Saturday 11 July 2020

"The Lexical Items Must Be Somewhere"

Fontaine (2017: 8):
However, these positions are not necessarily entirely opposing. Butler (2009:59) suggests that “since a lexical item is defined by the selection expression through which it is generated, it could be claimed that there is in effect a kind of lexicon, and furthermore that the realisation statements attached to networks will specify the syntactic patterns associated with lexical items”. In this sense, there may need to be some kind of lexicon, a large, complex network of lexical entries (however they are defined).

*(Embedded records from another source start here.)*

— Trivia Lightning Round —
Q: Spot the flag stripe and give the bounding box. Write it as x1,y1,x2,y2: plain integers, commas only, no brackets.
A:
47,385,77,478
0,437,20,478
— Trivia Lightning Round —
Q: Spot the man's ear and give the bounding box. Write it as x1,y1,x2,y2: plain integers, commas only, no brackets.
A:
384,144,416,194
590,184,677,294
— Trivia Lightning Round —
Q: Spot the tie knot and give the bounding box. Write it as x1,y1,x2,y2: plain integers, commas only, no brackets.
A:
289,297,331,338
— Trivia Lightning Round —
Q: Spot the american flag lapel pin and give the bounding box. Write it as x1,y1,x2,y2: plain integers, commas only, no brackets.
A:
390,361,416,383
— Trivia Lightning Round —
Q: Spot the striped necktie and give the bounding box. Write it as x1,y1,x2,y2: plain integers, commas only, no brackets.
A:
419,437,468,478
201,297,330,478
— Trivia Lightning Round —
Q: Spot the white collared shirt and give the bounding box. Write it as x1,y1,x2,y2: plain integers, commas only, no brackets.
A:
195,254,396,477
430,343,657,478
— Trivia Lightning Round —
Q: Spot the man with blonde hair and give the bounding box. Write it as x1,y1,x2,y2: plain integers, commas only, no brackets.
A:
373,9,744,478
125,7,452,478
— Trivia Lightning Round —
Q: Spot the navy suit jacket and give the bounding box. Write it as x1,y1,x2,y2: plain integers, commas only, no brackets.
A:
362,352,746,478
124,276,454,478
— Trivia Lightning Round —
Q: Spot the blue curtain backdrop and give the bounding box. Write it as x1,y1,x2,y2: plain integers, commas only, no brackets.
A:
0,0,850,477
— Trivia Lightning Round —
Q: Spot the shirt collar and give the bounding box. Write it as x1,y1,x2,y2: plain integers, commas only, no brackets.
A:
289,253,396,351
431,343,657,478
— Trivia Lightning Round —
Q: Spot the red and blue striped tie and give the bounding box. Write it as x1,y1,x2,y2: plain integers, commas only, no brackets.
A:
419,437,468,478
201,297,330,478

The lexical items must be somewhere and must be accounted for somehow in the model. It is perhaps worth noting that Fawcett (1994, 2014) describes modelling nouns in the computational implementation of his model of SFL. The representation is in the form of an ontological network but there is no examination of the nature of the lexical item itself, i.e. in terms of its form(s) and functions or its semantic properties. Due to limitations of space, a full discussion of this is not possible here. On the issue of lexis discussed at this point, Fawcett concludes that “Halliday’s original 1961 insight was well-founded, the only major modification needed being that lexically realised meanings are not necessarily most delicate’, in the sense of ‘at or near the terminal leaves of the system network” (1994:79).

Blogger Comments:

[1] To be clear, in SFL Theory, lexical items are accounted for, but they are not accounted for by a lexicon. Instead, lexical items are accounted for by the system networks of the lexicogrammatical stratum, whose most delicate features are synthetically realised by lexical items.

[2] To be clear, in SFL Theory, features in networks are explanatory, not ontological; or as Halliday (2003 [1992]: 200) puts it:
They are not "reified": that is, they are not endowed with a spurious reality of their own.